According to Judge Calabrese, in both the Ceres and Henderson Road cases, the core issue involves the meaning of the phrase "direct physical loss of or damage to property" in the insurance policy. But while Judge Polster found the language ambiguous and construed it against the insurer, Judge Calabrese said he wasn't persuaded by that reasoning after his "careful review of the plain and ordinary meaning" of the policy language.
Judge Calabrese then pointed specifically to the virus exclusion, saying the Henderson policy's exclusion pertains only to microorganisms.
"Although the parties there debated whether a virus counts as a microorganism, that issue does not arise in this case because the policy here expressly excludes coverage for loss arising, directly or indirectly, from a virus," Judge Calabrese wrote.
However, he did agree with the Henderson decision in one important respect.
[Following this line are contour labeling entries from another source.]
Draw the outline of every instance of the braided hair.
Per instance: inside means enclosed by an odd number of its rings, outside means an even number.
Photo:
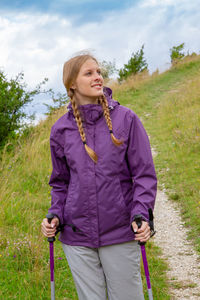
[[[94,152],[94,150],[92,150],[88,145],[87,145],[87,141],[86,141],[86,135],[83,129],[83,124],[82,124],[82,119],[81,119],[81,115],[80,115],[80,111],[78,109],[78,105],[75,101],[75,97],[74,97],[74,90],[71,88],[73,82],[76,80],[79,70],[81,68],[81,66],[88,60],[88,59],[93,59],[97,64],[97,60],[96,58],[94,58],[92,55],[90,54],[82,54],[82,55],[77,55],[73,58],[71,58],[70,60],[68,60],[67,62],[65,62],[64,67],[63,67],[63,83],[64,86],[67,90],[67,94],[70,98],[71,104],[72,104],[72,109],[73,109],[73,114],[76,120],[76,124],[80,133],[80,137],[81,140],[84,144],[85,150],[88,153],[88,155],[90,156],[90,158],[97,163],[98,157],[97,154]],[[100,96],[98,98],[99,103],[102,106],[103,109],[103,114],[106,120],[106,124],[108,126],[109,132],[111,134],[111,139],[112,142],[114,143],[114,145],[116,146],[120,146],[123,141],[118,140],[112,131],[112,121],[110,118],[110,112],[109,112],[109,107],[108,107],[108,101],[106,99],[106,97],[104,95]]]

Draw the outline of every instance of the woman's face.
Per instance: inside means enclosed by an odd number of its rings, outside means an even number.
[[[103,77],[95,60],[88,59],[81,66],[72,88],[80,105],[97,103],[98,97],[103,95]]]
Quoting directly from Judge Polster's opinion, Judge Calabrese mirrored his fellow jurist's sentiment that "the court must look to the plain meaning of the words, not persuasive authority from other courts."
A Travelers spokesman told Law360 on Friday that the company would not comment beyond what is in the public documents in court.
Representatives for Ceres, the restaurants and Zurich American did not immediately respond Friday to requests for comment.
Ceres is represented by Thomas J. Connick of Connick Law LLC.
Travelers is represented by Michele A. Chapnick of Gregory & Meyer PC and Stephen E. Goldman, Wystan M. Ackerman and Stephani A. Roman of Robinson & Cole LLP.
The restaurants are represented by Mark R. Koberna, Rick D. Sonkin and Sean T. Koran of Sonkin & Koberna LLC.
Zurich American is represented by Kevin M. Young and Jennifer L. Mesko of Tucker Ellis LLP and Jonathan Gross of Mound Cotton Wollan & Greengrass LLP. Bronwyn F. Pollock, Douglas A. Smith, Debra Bogo-Ernst, Evan T. Tager and Archis A. Parasharami of Mayer Brown LLP also represent the insurer.
Judge Calabrese ruled in the case Ceres Enterprises LLC v. The Travelers Indemnity Co. of America, case number 1:20-cv-01925, in the U.S. District Court for the Northern District of Ohio.
Judge Polster ruled in the case Henderson Road Restaurant Systems Inc. d/b/a Hyde Park Grill et al. v. Zurich American Insurance Co., case number 1:20-cv-01239, in the U.S. District Court for the Northern District of Ohio.